WebDialog encoding bug found!
-
In Windows 7 p(params) returns non utf-8
"lid1,\xC3\xA9lan"
and console shows:
return using add_action_callback lid1 = élan
return using get_element_value => élan -
which one is affected appears to have changed between v8 and v2013, and it's a different charset
and now causes the encoding error message ONLY if you try and combine strings...
so v2014 can't print the last line the same as v2013
@Jauntxo does it through a coding error if you coment out
#if (Sketchup.version.to_i > 13) && ( not param_val == elm_val) # @dlg2.execute_script("translation3.textContent='Error; #<Encoding;;CompatibilityError; incompatible character encodings; ASCII-8BIT and UTF-8>'") # else @dlg2.execute_script("translation3.textContent='#{param_val}' + ' == ' + '#{elm_val}'") # end
-
@juantxo said:
In Windows 7 p(params) returns non utf-8
"lid1,\xC3\xA9lan"..ON mac p(params)
"lid1,\xE2\x88\x9A\xC2\xA9lan"
why?
-
@driven said:
@juantxo said:
In Windows 7 p(params) returns non utf-8
"lid1,\xC3\xA9lan"..ON mac p(params)
"lid1,\xE2\x88\x9A\xC2\xA9lan"
why?
We are seeing the raw 8-bit byte sequences of the string representations and the chaos that results when Ruby and SU try to convert character encodings without knowing for sure what they had.
-
I didn't know the ASCII-8BIT encoding issue before, but it's only the cherry on the cake.

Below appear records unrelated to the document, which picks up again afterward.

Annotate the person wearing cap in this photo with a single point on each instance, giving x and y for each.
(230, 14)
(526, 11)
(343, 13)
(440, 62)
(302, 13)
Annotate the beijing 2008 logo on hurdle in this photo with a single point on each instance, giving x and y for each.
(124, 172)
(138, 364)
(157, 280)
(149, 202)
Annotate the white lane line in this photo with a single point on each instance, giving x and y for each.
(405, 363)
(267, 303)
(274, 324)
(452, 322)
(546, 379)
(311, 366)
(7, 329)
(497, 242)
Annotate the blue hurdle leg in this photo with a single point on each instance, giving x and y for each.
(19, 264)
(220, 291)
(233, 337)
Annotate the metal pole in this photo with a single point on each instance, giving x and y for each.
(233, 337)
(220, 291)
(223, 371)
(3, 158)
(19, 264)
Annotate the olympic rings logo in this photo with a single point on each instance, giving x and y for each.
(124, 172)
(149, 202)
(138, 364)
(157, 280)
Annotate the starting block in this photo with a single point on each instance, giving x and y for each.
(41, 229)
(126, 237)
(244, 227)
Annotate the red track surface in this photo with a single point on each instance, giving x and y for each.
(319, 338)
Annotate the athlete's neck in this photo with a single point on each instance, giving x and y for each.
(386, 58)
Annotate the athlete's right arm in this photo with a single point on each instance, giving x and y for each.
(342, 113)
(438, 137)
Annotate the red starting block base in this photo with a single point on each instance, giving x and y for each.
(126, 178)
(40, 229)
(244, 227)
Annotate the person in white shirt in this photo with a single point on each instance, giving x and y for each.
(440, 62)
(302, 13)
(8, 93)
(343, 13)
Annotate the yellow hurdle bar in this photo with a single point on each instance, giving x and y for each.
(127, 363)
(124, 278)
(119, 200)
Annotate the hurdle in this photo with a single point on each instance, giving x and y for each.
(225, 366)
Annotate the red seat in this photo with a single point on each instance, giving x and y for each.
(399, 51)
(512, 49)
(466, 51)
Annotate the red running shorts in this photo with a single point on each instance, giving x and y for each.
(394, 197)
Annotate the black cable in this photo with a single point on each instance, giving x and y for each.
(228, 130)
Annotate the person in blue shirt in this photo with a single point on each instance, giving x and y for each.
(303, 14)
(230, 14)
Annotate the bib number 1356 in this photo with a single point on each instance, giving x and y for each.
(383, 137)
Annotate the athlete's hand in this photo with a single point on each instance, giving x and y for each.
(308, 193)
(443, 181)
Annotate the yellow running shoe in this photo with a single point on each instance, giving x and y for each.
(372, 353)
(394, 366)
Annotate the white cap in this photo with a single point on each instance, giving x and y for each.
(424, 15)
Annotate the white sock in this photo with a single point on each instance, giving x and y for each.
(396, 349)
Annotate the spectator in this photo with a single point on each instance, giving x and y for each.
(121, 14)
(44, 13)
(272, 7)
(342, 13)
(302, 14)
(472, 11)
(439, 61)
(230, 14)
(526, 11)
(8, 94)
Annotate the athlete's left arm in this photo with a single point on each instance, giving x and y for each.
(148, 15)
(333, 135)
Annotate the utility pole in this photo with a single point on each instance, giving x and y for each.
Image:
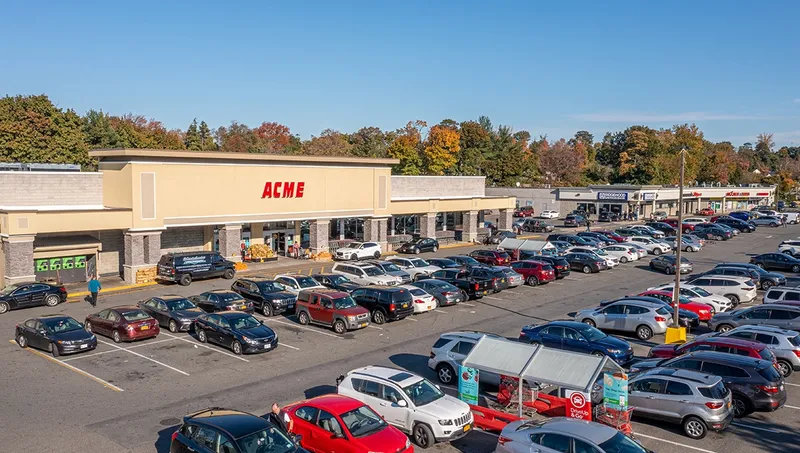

Along with the issues we have found in the other webdialog discussions (url encoding, url length limit, dropped backslashes), I recommend not to transfer user input or arbitrary text through action callbacks, only simple method names/indentifiers with a limited character range. Then one can use
get_element_value
to fetch user input of any arbitrary character range. -
@aerilius said:
...Then one can use
get_element_value
to fetch user input of any arbitrary character range.except,
get_element_value
fails pre v2013 andget_element_value
works.I got a few old scripts I was trying to update, and was unable to figure out the issue...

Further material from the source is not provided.